Newt Gingrich fluctuated when it came to social policy throughout his tenure in the House, but generally he remained below the x-axis which means that he moderated from a clear liberal stance to almost middle of the road. The same was true for economic conservatism, but shifted more to the right at the end of his time.


Dennis Hastert remained economically conservative, shifting only slightly throughout his tenure in the House, and ended by being more socially conservative. Hastert’s social policy changed fairly dramatically from being clearly in the left, and ending by being a moderate conservative. Dennis Hastert started off as a right-leaning libertarian with moderate left social views and clearly right economic policies. By the end of his time in the House his voting patterns indicated a more moderate but traditional conservatism — meaning that he was leaning more to the right on both economic and social policies.


Nancy Pelosi has become only marginally less liberal on economic issues, but remains very liberal nonetheless.
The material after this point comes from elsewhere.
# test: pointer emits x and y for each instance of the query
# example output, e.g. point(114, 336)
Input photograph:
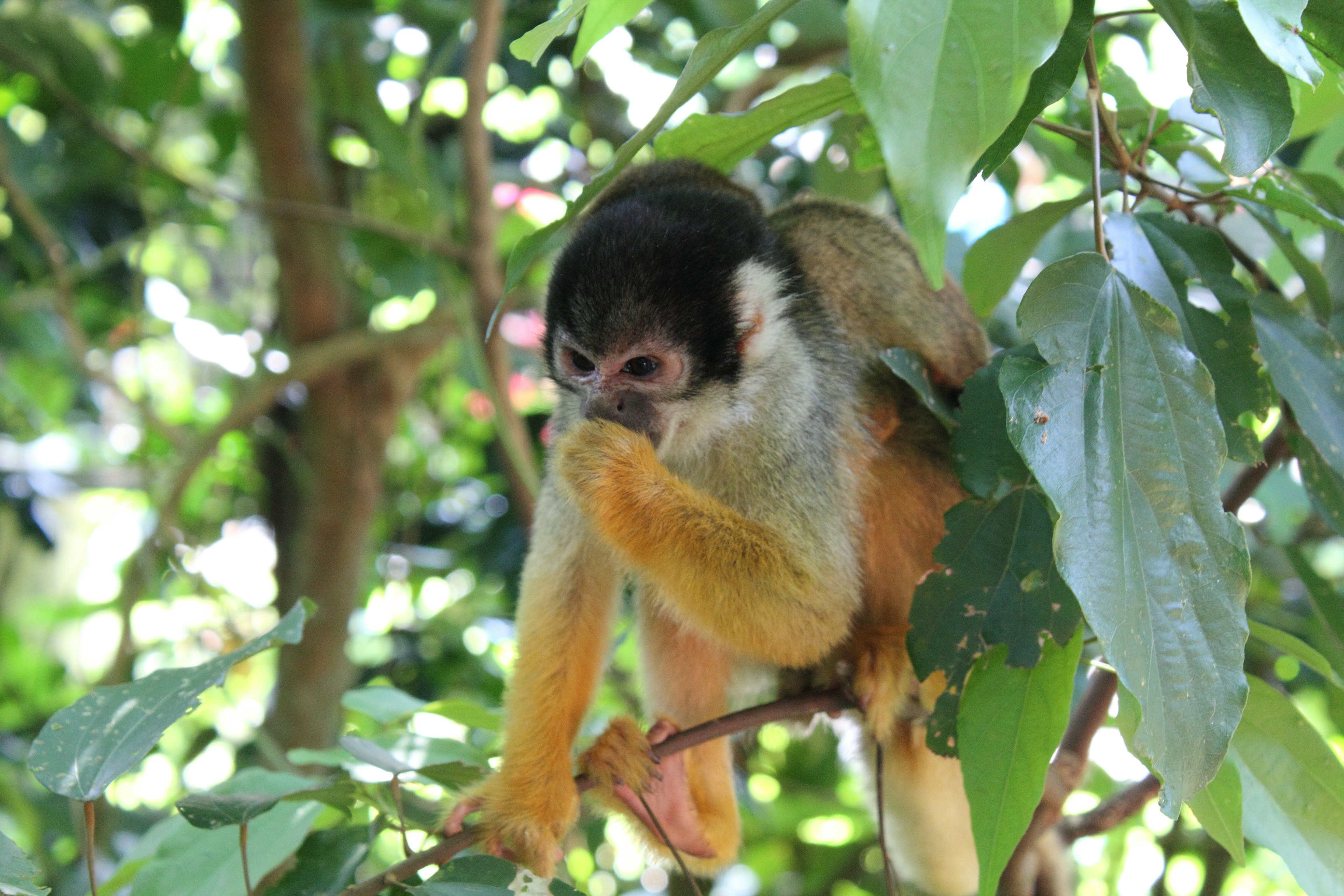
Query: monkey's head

While her voting record on social issues indicates a far more moderated stance since the 110th Congress, it should be not worthy that she entered into the political right on social policies in the 110th, 111th, and 114th congressional sessions.
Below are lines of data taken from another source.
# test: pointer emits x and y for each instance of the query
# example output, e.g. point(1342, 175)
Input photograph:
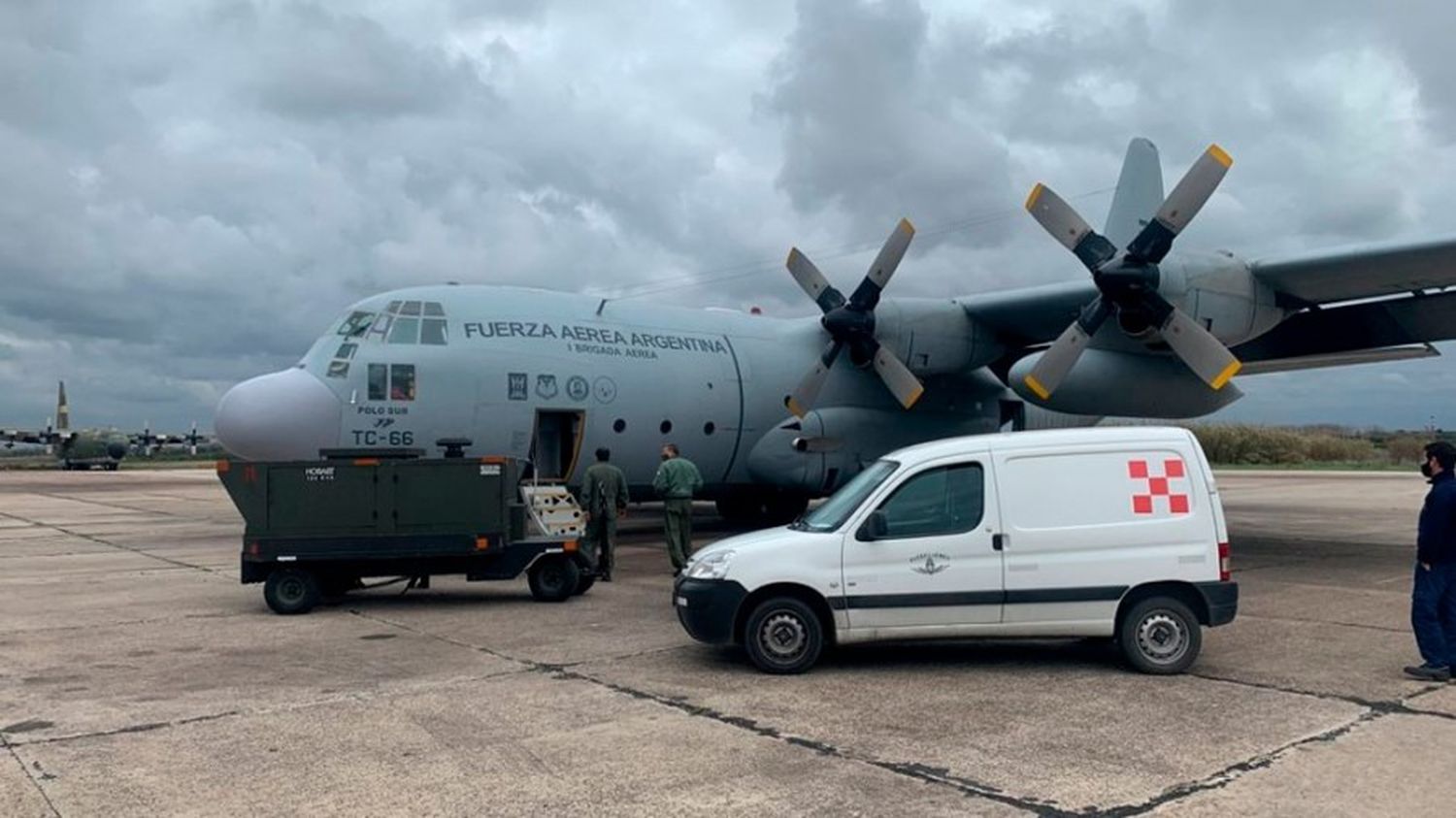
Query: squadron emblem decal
point(929, 564)
point(515, 384)
point(577, 387)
John Boehner saw a lot of fluctuation during the 110th, 111th, and 112th congressional sessions, and generally speaking throughout his time in the House. Boehner supported extreme socially conservative measures, but also voted for economically moderate views during the last three sessions of his tenure.


Paul Ryan remained fairly stable on economic issues but has steadily moved closer to moderate conservative views since the 111th congress. In contrast, Ryan has reversed his social views, starting at -0.2 (a moderate liberal view) to +2.0 (a moderate conservative view). It’s noteworthy though that he voted for far more liberal social policy before moderating to the right. By some measure, Paul Ryan started off as a right-leaning libertarian. That is, he was left on social issues, and right on economic. By the 115th congress, however, he has shifted from being a right-libertarian to a moderate or traditional conservative.
The most fluctuation when it comes to roll call votes is on social policies, not economic. This may be that social policies function as a type of political capital to be traded for economic policies. Moreover, Pelosi and Hastert remained economically within a very close distance to static scores. In other words, there was very little change over time. Boehner and Ryan both shifted to the left on economic issues, and to the right on social policies. Ryan’s change was graduate, whereas Boehner’s was very dramatic. These changes may well be the product of the 2010 midterm elections. While the 2008 general elections brought with it a more vocal Tea Party as it related to economic woes, the 2010 and 2012 midterm and general brought with it a larger wave of social conservatives.
That said, it may be that ideal locations (dw-nominate scores) are static, and because the complex nature of politics and roll call votes what we actually see in a linear fashion is a reflection of political deals. To express this in an example, Pelosi’s shift on social policies into minor moderate conservatism may be a reflection of a need to vote on conservative social policy in order to secure other political goals rather than a reflection of a change in her core values.
Whatever the reasons, it is interesting to see the trends over time, and I believe that this is a valuable insight into other aspects of congressional polarization.